Free speech is loser where religious expression is concerned
Brittany McComb’s microphone went dead at her high school commencement because school officials thought she was talking too much about religion. This was during her valedictory speech last month at Foothill High School in Henderson, Nev. The crowd of some 400 jeered for several minutes after her speech was cut off, but the American Civil Liberties Union of Nevada thought school officials had made the right call. No surprise there. If the issue is freedom of speech vs. fear that a commencement speaker will imperil church-state separation, the ACLU will come out against free speech every time.
Officials of the Clark County school district read the text of graduation talks in advance and edit out comments they consider inappropriate. In this case, administrators deleted all three biblical references, several references to “the Lord” and the one mention of Christ. But McComb rebelled and said what she wanted to say. She thinks commencement speakers have the right to thank anyone they want to. “Other valedictorians thank their parents. I wanted to thank my lord and savior,” she said.
John Whitehead of the Rutherford Institute, which will represent McComb in a suit against the district, made the same point: “She has a constitutional right — like any other student — to freely speak about the factors that contributed to her success.”
School district officials say students are encouraged to mention religion, but McComb’s comments went too far and amounted to religious proselytizing, which they refuse to allow. Allen Lichtenstein, the ACLU general counsel, said: “There should be no controversy here. It’s important for people to understand that a student was given a state-sponsored forum by a school and therefore, in essence, it was a school-sponsored speech.”
Lichtenstein’s no-controversy announcement is a bit much. Not every speech on school grounds qualifies as a “school-sponsored speech.” The key question is: Who is speaking? Is it the individual student, or the school, selecting a speaker who reflects the administration’s views?
The county school board acknowledges this issue clearly. Board policy says that when school speakers are selected “on the basis of genuinely neutral criteria” and retain primary control over their text, then what they say is not attributable to the school and may not be restricted.” So on the basis of the board’s own principles, it seems that McComb should have been allowed to speak.
Nobody in the audience could have plausibly concluded that she was speaking for the school district or that government was endorsing Christian belief.

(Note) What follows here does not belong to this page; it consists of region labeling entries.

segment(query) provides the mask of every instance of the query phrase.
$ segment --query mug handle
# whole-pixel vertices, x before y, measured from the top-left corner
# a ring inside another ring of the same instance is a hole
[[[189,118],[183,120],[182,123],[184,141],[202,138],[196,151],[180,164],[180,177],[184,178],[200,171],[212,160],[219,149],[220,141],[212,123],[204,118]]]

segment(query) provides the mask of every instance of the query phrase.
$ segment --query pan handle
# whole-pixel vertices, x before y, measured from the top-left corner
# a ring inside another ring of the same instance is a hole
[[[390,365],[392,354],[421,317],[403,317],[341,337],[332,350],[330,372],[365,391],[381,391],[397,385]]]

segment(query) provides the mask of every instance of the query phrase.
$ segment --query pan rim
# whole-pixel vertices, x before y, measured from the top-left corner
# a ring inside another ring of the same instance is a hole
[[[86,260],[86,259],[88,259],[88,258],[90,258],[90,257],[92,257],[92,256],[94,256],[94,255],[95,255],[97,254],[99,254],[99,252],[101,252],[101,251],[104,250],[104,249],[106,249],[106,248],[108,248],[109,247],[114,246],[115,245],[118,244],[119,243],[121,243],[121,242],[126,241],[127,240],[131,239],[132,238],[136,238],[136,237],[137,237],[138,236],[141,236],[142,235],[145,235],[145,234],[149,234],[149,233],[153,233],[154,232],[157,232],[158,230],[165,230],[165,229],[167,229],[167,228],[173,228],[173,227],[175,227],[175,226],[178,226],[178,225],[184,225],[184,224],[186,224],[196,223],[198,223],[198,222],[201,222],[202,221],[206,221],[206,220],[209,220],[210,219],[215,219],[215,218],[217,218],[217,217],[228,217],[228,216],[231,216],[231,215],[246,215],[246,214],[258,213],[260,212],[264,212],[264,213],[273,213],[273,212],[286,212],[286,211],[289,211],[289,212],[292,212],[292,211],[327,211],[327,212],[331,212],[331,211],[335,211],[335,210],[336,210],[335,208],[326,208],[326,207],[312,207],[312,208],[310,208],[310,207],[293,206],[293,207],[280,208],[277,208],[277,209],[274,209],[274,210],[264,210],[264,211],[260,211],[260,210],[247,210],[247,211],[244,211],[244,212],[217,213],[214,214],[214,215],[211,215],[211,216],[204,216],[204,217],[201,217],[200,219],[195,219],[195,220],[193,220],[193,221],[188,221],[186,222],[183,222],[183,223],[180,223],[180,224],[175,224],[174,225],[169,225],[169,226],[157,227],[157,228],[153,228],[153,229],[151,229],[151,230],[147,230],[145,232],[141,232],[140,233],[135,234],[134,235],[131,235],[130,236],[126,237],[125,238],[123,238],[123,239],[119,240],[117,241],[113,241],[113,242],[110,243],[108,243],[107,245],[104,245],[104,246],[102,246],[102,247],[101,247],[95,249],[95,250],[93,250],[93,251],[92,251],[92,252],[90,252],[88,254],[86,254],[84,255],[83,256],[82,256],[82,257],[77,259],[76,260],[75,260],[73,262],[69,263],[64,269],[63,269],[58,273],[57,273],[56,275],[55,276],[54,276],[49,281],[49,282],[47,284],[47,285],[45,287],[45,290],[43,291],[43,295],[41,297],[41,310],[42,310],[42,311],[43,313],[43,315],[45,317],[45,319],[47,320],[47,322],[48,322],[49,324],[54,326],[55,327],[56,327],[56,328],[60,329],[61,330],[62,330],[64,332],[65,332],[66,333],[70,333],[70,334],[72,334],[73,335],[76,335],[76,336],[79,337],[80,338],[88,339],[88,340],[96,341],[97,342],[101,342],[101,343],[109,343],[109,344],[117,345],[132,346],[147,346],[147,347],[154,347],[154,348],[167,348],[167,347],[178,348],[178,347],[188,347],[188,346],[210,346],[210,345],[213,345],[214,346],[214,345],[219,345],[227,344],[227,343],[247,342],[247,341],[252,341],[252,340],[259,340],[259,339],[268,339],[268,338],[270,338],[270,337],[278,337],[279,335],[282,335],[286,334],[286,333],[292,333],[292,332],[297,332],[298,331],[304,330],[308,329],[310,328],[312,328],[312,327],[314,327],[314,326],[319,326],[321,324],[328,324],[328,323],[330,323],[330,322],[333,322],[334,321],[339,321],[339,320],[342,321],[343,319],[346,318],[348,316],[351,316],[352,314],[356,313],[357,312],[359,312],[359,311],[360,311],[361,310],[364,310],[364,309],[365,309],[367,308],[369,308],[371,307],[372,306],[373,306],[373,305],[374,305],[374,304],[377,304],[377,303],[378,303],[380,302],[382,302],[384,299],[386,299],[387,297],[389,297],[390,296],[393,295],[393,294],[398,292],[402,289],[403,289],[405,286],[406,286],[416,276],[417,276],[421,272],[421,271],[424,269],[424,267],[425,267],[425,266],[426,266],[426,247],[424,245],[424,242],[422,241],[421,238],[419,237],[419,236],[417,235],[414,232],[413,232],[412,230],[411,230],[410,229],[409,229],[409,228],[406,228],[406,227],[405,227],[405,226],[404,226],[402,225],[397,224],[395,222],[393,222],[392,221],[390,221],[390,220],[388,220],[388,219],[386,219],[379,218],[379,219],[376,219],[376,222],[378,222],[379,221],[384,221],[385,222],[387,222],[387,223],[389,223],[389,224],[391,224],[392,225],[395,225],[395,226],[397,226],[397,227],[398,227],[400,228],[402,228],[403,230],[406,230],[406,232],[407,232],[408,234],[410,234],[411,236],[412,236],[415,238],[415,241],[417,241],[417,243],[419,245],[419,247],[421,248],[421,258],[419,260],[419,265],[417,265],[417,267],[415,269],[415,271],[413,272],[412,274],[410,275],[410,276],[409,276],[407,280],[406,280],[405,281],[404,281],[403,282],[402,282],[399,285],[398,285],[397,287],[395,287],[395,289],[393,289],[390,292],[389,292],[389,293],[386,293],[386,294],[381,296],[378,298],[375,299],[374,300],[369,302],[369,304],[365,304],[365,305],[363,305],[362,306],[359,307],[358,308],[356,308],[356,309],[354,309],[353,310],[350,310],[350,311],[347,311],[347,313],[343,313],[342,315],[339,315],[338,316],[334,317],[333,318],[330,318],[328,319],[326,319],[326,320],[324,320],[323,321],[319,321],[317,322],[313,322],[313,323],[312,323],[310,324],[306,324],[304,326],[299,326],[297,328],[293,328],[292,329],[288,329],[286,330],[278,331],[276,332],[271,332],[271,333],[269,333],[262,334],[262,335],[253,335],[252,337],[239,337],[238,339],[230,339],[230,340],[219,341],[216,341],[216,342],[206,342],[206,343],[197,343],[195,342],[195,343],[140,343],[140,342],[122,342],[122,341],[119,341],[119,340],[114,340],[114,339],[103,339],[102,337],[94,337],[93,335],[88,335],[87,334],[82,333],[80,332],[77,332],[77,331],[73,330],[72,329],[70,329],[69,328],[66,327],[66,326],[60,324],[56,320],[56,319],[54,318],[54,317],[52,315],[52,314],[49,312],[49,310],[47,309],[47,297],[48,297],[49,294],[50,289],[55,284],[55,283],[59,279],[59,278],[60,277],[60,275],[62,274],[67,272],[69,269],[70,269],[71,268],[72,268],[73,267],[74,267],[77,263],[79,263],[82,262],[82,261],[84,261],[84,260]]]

If the school was worried on this point, it could have made unmistakable disclaimers after reading her text. There is a catch-22, however. By requiring students to submit texts in advance, the schools involve themselves in the editing process, thus inviting judges to rule that the talks are indeed state-sponsored.
Officials relied heavily on the argument that McComb was proselytizing, not just expressing her religious beliefs. One version of her original text, circulating on the Internet, does not seem to be proselytizing at all. Besides, government shouldn’t be in the business of judging the content and appropriateness of religious expression. It should just get out of the way and let valedictorians control their own message.
I think it’s tacky to make anything more than a glancing reference to one’s own faith to a diverse and captive audience at a commencement. On the other hand, I think these speakers have a clear First Amendment right to say what they think is relevant on the big day. The republic won’t fall if an 18-year-old feels the need to attribute school success to Muslim, Christian, Wiccan or vegetarian principles.
One problem here is the great bugaboo of the culture wars: sensitivity. Many people think they have a right never to be annoyed, never to hear anything they disagree with. In one California case, decided against a religion-minded salutatorian, a federal judge wrote that “Forcing a dissenter to make the choice between attending … and participating in a religious practice in which the dissenter does not agree is not constitutionally permissible.” That is one sensitive judge. She thought listening to a student’s speech was like compelling attendance at someone else’s religious service.
Writing in 2001 about another such suit, columnist Cathy Young said: “As applied in this case so far, the First Amendment seems to be less a guarantee of religious freedom than a speech code guaranteeing that no one’s feelings are hurt.”
In the McComb case, the ACLU cites two 9th Circuit decisions. Why not? Both were on the ACLU’s side. But there are two decisions in other circuits that go the other way. It’s surely time for the Supreme Court to decide.